Already, the UN General Assembly adopted a Resolution on
the New Global Human Order in November 2000. It was proposed by Guyana and supported by
scores of other countries. Based on this resolution, Iran is now proposing what it calls a
Dialogue of Civilizations which I feel is a further positive development of the concept
proposed by Cheddi Jagan. Also two years ago in Canada, the OAS General Assembly held
wide-ranging discussions on a Canadian proposal on "Human Security" which took
into consideration many of the ideas of the New Global Human Order.
These few instances I have dealt with today provide
evidence of the role of Cheddi Jagan as an internationalist. I can go on to talk about the
significant role he played as a Vice-President of the World Peace Council in the 1970s and
1980s, and of his numerous lectures he gave at universities all over the world. But that
may form a lecture topic by someone else in the future.

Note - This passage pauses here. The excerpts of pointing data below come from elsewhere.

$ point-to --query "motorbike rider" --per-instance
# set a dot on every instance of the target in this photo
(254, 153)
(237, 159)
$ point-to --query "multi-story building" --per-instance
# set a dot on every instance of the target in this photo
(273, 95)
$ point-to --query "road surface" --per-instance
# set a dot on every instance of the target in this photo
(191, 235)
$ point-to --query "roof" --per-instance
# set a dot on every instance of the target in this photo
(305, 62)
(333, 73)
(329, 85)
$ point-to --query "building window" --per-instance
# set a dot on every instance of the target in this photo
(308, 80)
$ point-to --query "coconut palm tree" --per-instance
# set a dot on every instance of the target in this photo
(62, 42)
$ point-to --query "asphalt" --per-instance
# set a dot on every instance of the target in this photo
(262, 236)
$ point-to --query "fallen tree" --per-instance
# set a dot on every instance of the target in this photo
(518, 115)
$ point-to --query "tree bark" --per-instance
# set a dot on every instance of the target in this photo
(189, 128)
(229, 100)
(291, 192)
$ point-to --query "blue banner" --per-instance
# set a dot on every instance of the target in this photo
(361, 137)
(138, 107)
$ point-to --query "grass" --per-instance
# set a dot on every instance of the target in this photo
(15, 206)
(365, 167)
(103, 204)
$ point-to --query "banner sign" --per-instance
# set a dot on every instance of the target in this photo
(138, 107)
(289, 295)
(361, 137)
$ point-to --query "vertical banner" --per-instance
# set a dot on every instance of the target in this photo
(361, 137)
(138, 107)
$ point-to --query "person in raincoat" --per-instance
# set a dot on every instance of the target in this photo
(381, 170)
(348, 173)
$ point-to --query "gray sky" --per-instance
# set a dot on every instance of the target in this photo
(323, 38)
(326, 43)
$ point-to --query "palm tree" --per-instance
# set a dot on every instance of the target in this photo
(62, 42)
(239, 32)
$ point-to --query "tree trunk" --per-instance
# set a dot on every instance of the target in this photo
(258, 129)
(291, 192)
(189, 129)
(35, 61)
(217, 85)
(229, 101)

Dr. Jagan pursued this philosophy of internationalism with
great passion. He did so ever since he plunged into the political arena in the 1940s when
in his early writings he supported the independence movement in India and the activities
of Gandhi in pursuing peaceful resistance. This belief in peaceful resistance he
maintained throughout his entire life. In the 1970s and 1980s when the struggle for
democracy was intensifying, there were some in the struggle outside of the PPP who
criticized him for not advocating non-peaceful resistance and sneeringly referred to him
as Guyana's Gandhi.
Even when he was fighting for his life at the Walter Reed
Hospital in late February and early March 1997, his faith in international friendship
remained paramount. Unable to speak, he could still scribble a on a notepad a short note
asking about the welfare of his friend the Prime Minister of Canada Jean Chretien When he
died on March 6, the world paid tribute to him, and President Clinton saluted him saying
that he was a man who always fought for the poor. Indeed, he did so not only for those in
Guyana, but for all the poor people struggling for bread, justice and human liberty all
over the world. That was his obligation as a true internationalist.